Ukraine’s Election Results and A New Paradigm for Democracy Education
The recent elections in Ukraine underscore the role democratic governments must play in criticizing flawed elections: the OSCE/ODHIR initial observation report published on October 28 indicates that there were significant structural problems leading up to the election that undermine the credibility of results.
Elections specialists regularly note that elections, like those in Ukraine, can be rigged well before voters head to the polls. But the civic education community clings to the paradigm that participation is as important as structure. The logic is as follows: if enough voters overwhelm the polls, and the ballots are counted and tabulated fairly (which is disputed in Ukraine), the results will be more democratic than with lower voter turnout. This electoral numbers justification is used to support civic education awareness programming. How can you argue with the fact that a higher voter turnout, when ballots are counted fairly, will translate to a more representative result?

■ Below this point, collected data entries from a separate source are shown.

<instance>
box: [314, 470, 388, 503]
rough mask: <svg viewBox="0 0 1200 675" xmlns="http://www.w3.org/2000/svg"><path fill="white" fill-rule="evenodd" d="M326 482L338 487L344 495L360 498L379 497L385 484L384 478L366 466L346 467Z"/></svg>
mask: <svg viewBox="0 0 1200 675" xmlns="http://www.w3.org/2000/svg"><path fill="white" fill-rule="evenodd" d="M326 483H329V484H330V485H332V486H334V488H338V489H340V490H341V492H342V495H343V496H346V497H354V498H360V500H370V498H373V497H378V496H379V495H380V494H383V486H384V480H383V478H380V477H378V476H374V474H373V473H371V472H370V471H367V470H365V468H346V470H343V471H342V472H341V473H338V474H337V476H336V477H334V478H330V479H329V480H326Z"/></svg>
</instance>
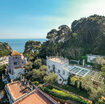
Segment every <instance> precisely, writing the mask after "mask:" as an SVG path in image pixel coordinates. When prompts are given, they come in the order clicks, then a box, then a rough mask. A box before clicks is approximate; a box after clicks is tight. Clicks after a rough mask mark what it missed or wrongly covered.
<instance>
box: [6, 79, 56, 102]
mask: <svg viewBox="0 0 105 104" xmlns="http://www.w3.org/2000/svg"><path fill="white" fill-rule="evenodd" d="M7 86H8V88H9V91H10V93H11V95H12V97H13V98H14V103H13V104H57V103H55V102H56V101H55V100H54V99H52V98H51V97H50V98H49V96H47V94H45V93H44V92H43V91H42V90H40V89H39V88H36V89H34V90H33V91H30V90H27V91H26V92H25V93H23V90H24V89H25V86H22V84H21V82H20V81H16V82H13V83H10V84H7ZM52 102H53V103H52Z"/></svg>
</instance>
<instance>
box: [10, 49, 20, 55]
mask: <svg viewBox="0 0 105 104" xmlns="http://www.w3.org/2000/svg"><path fill="white" fill-rule="evenodd" d="M19 55H21V53H19V52H18V51H16V50H14V51H12V53H11V56H19Z"/></svg>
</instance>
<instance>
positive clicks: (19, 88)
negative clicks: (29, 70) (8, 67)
mask: <svg viewBox="0 0 105 104" xmlns="http://www.w3.org/2000/svg"><path fill="white" fill-rule="evenodd" d="M7 86H8V88H9V90H10V92H11V95H12V97H13V98H14V100H16V99H18V98H19V97H21V96H22V95H24V94H26V93H25V92H22V90H23V89H25V86H23V85H22V83H20V82H14V83H10V84H8V85H7ZM28 91H29V90H28ZM28 91H27V92H28Z"/></svg>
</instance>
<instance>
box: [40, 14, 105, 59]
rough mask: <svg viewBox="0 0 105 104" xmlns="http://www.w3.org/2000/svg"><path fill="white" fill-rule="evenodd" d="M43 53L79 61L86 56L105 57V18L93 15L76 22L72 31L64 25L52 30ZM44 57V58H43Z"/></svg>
mask: <svg viewBox="0 0 105 104" xmlns="http://www.w3.org/2000/svg"><path fill="white" fill-rule="evenodd" d="M47 39H48V41H46V42H45V43H44V44H43V46H42V50H41V52H42V53H43V52H45V53H46V55H62V56H64V57H68V58H73V59H78V58H80V57H81V56H84V55H86V54H90V53H92V54H100V55H105V17H104V16H99V15H92V16H89V17H87V18H81V19H80V20H75V21H74V22H73V23H72V25H71V29H70V28H69V27H68V26H67V25H62V26H60V27H59V28H58V30H56V29H52V30H51V31H50V32H49V33H48V34H47ZM42 57H44V56H42Z"/></svg>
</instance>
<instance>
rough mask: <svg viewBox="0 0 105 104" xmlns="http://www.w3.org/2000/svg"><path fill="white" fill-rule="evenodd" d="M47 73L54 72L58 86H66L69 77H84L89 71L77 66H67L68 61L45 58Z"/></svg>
mask: <svg viewBox="0 0 105 104" xmlns="http://www.w3.org/2000/svg"><path fill="white" fill-rule="evenodd" d="M46 63H47V66H48V72H55V73H56V74H57V75H58V83H59V84H67V80H68V77H69V75H71V74H72V75H75V76H80V77H85V76H86V75H88V74H89V73H90V72H91V70H90V69H88V68H85V67H82V66H78V65H71V64H69V60H68V59H64V58H62V57H47V62H46Z"/></svg>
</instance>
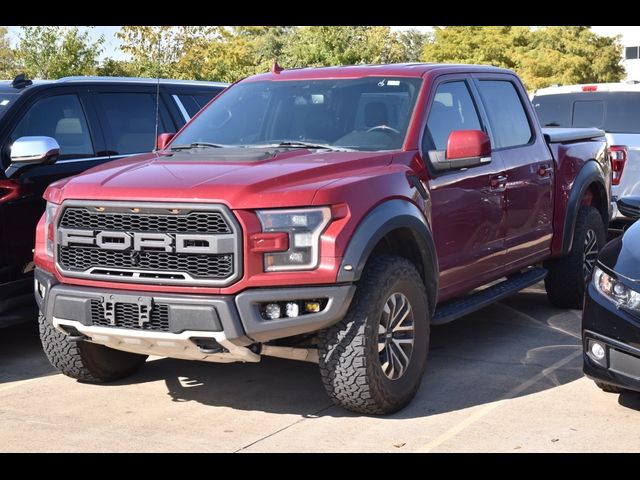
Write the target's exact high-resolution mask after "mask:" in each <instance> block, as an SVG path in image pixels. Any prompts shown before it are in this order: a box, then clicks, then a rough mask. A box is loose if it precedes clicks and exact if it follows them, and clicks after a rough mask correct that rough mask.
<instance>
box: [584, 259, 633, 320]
mask: <svg viewBox="0 0 640 480" xmlns="http://www.w3.org/2000/svg"><path fill="white" fill-rule="evenodd" d="M593 285H594V286H595V287H596V290H598V292H600V293H601V294H602V295H604V296H605V297H606V298H607V299H609V300H611V301H612V302H613V303H615V304H616V306H617V307H619V308H626V309H629V310H636V311H640V293H638V292H636V291H635V290H632V289H630V288H629V287H627V286H626V285H624V284H623V283H622V282H620V281H619V280H618V279H617V278H614V277H612V276H611V275H607V274H606V273H605V272H603V271H602V270H601V269H600V268H598V267H596V268H594V270H593Z"/></svg>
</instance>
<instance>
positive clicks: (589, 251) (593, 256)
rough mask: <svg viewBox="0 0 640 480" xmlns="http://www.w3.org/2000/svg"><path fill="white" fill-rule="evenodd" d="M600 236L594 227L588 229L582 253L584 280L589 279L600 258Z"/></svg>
mask: <svg viewBox="0 0 640 480" xmlns="http://www.w3.org/2000/svg"><path fill="white" fill-rule="evenodd" d="M598 250H599V249H598V237H597V235H596V232H594V231H593V230H592V229H589V230H587V234H586V235H585V238H584V252H583V254H582V275H583V277H584V281H585V282H587V281H588V280H589V275H591V272H592V271H593V267H595V265H596V260H597V259H598Z"/></svg>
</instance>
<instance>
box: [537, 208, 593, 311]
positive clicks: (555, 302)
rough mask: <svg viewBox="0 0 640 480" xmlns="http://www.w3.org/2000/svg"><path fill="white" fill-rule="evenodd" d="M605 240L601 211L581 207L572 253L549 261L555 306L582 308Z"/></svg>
mask: <svg viewBox="0 0 640 480" xmlns="http://www.w3.org/2000/svg"><path fill="white" fill-rule="evenodd" d="M605 241H606V232H605V228H604V223H603V222H602V217H601V216H600V213H599V212H598V210H596V209H595V208H594V207H592V206H583V207H581V208H580V210H579V211H578V218H577V219H576V228H575V230H574V232H573V245H572V247H571V252H569V255H567V256H566V257H563V258H557V259H554V260H549V261H548V262H546V263H545V267H546V268H547V269H548V270H549V274H548V275H547V277H546V278H545V280H544V286H545V288H546V290H547V296H548V298H549V301H550V302H551V303H552V304H553V305H554V306H556V307H560V308H582V301H583V299H584V290H585V286H586V284H587V282H588V281H589V277H590V276H591V272H592V271H593V267H595V264H596V260H597V259H598V253H599V252H600V250H601V249H602V247H603V246H604V244H605Z"/></svg>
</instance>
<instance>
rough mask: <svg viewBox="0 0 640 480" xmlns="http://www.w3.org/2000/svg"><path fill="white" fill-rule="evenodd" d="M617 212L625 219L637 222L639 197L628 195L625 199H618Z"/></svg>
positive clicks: (639, 207) (619, 198) (639, 199)
mask: <svg viewBox="0 0 640 480" xmlns="http://www.w3.org/2000/svg"><path fill="white" fill-rule="evenodd" d="M616 203H617V205H618V210H620V213H621V214H623V215H624V216H625V217H629V218H633V219H634V220H637V219H638V218H640V196H638V195H630V196H627V197H622V198H619V199H618V201H617V202H616Z"/></svg>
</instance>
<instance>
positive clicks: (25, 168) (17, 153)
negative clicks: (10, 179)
mask: <svg viewBox="0 0 640 480" xmlns="http://www.w3.org/2000/svg"><path fill="white" fill-rule="evenodd" d="M59 154H60V145H58V142H57V141H56V140H55V139H54V138H51V137H20V138H19V139H17V140H16V141H15V142H13V145H11V164H10V165H9V168H7V170H6V171H5V173H6V175H7V178H12V177H15V176H16V175H17V174H18V173H20V172H22V171H24V170H25V169H27V168H29V167H33V166H35V165H45V164H51V163H54V162H55V161H56V160H57V159H58V155H59Z"/></svg>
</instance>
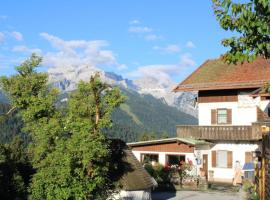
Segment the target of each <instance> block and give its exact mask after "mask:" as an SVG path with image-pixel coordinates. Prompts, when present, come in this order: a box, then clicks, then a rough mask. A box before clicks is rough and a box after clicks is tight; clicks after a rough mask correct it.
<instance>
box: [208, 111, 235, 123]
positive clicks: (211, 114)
mask: <svg viewBox="0 0 270 200" xmlns="http://www.w3.org/2000/svg"><path fill="white" fill-rule="evenodd" d="M231 123H232V109H226V108H219V109H211V124H231Z"/></svg>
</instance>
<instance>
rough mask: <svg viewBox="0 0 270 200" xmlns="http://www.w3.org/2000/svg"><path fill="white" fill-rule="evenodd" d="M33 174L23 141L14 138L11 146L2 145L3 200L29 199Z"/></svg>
mask: <svg viewBox="0 0 270 200" xmlns="http://www.w3.org/2000/svg"><path fill="white" fill-rule="evenodd" d="M33 173H34V170H33V168H32V165H31V163H30V161H29V158H28V156H27V152H26V149H25V144H24V143H23V141H22V139H20V138H19V137H14V139H13V141H12V142H11V143H10V144H0V196H1V199H18V200H19V199H27V187H28V185H29V182H30V177H31V175H32V174H33Z"/></svg>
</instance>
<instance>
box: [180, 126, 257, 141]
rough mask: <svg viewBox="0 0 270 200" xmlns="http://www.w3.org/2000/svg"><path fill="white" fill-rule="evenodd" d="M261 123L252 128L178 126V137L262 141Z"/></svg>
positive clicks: (224, 126) (233, 127)
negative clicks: (255, 140) (261, 140)
mask: <svg viewBox="0 0 270 200" xmlns="http://www.w3.org/2000/svg"><path fill="white" fill-rule="evenodd" d="M261 127H262V124H261V123H253V124H252V125H250V126H227V125H226V126H196V125H195V126H194V125H179V126H177V136H178V137H182V138H186V137H191V138H195V139H204V140H260V139H261V138H262V131H261Z"/></svg>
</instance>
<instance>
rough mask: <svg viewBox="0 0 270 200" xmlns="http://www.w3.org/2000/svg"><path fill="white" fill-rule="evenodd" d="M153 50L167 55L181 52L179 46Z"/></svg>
mask: <svg viewBox="0 0 270 200" xmlns="http://www.w3.org/2000/svg"><path fill="white" fill-rule="evenodd" d="M153 49H154V50H157V51H160V52H161V53H166V54H173V53H178V52H180V50H181V49H180V47H179V45H177V44H170V45H167V46H165V47H160V46H154V47H153Z"/></svg>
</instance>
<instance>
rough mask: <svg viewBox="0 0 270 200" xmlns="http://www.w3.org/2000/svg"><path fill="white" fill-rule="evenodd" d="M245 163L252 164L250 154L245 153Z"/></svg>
mask: <svg viewBox="0 0 270 200" xmlns="http://www.w3.org/2000/svg"><path fill="white" fill-rule="evenodd" d="M245 162H246V163H251V162H252V152H245Z"/></svg>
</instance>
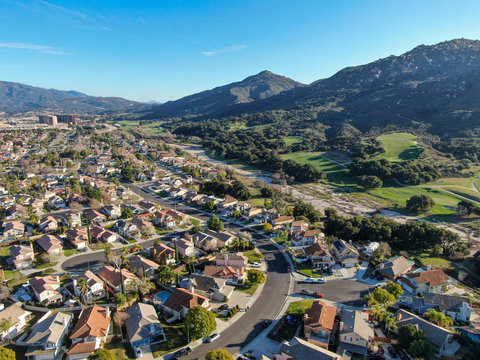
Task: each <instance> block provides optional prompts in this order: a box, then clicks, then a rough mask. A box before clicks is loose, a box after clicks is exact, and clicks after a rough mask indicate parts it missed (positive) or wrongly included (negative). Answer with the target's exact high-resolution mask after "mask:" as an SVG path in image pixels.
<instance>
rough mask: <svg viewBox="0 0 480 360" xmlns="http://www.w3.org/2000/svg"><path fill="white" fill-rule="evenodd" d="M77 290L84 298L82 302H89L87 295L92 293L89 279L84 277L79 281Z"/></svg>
mask: <svg viewBox="0 0 480 360" xmlns="http://www.w3.org/2000/svg"><path fill="white" fill-rule="evenodd" d="M77 288H78V290H79V291H80V294H81V296H82V300H83V301H84V302H87V300H86V299H87V294H88V292H89V291H90V287H89V286H88V281H87V279H86V278H84V277H82V278H80V279H78V282H77Z"/></svg>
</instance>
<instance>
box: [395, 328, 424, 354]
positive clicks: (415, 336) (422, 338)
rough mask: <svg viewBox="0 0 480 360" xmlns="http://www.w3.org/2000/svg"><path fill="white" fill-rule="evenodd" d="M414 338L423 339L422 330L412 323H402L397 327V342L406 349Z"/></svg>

But as demonstrated in Ukraine, voter turnout on election day alone cannot overcome structural biases that threaten to erode the democratic process in a pre-election environment. There is a paradigm shift that needs to solidify across the civic and voter education communities: focusing on get out the vote and registration campaigns can increase voter turn out, but it has a limited effect on the quality of the democratic process if there is significant structural bias. As reported ODHIR, in Ukraine “the ability of candidates to get their messages to voters and to compete under equal conditions…was negatively affected in a significant number of electoral districts due to harassment, intimidation, and misuse of administrative resources. The campaign environment was assessed as not fair overall…” Further, the Central Election Commission had indicated that it will not release precinct-level results, fundamental to a transparent process.
It is critical for pro-democratic forces to understand how demonstrably unfair voter outreach can be if it is designed overwhelmingly to benefit one faction rather than to promote legitimate democratic processes. The exclusion of political candidates, Yulia Tymoshenko and Yuriy Lutsenko, and the economic influences on the electoral process in Ukraine demonstrate this to be the case.
External pressure is critical to countering structural bias. The democracy education community has a responsibility to pressure our own governments to speak out when our allies conduct elections that are clearly flawed – and if necessary, to apply political and economic pressure when elections are, by design, unfair. A statement released by the EU, while noting irregularities, stopped short of the frank criticism that might be expected of democratic governments.
We have a responsibility to take action to stand with civil society groups and civic leaders: to support their efforts to address these flaws from within by strengthening campaign finance laws, promoting the enforcement of existing election commission statutes, and ensuring that voters understand the platforms upon which the parties and candidates stand.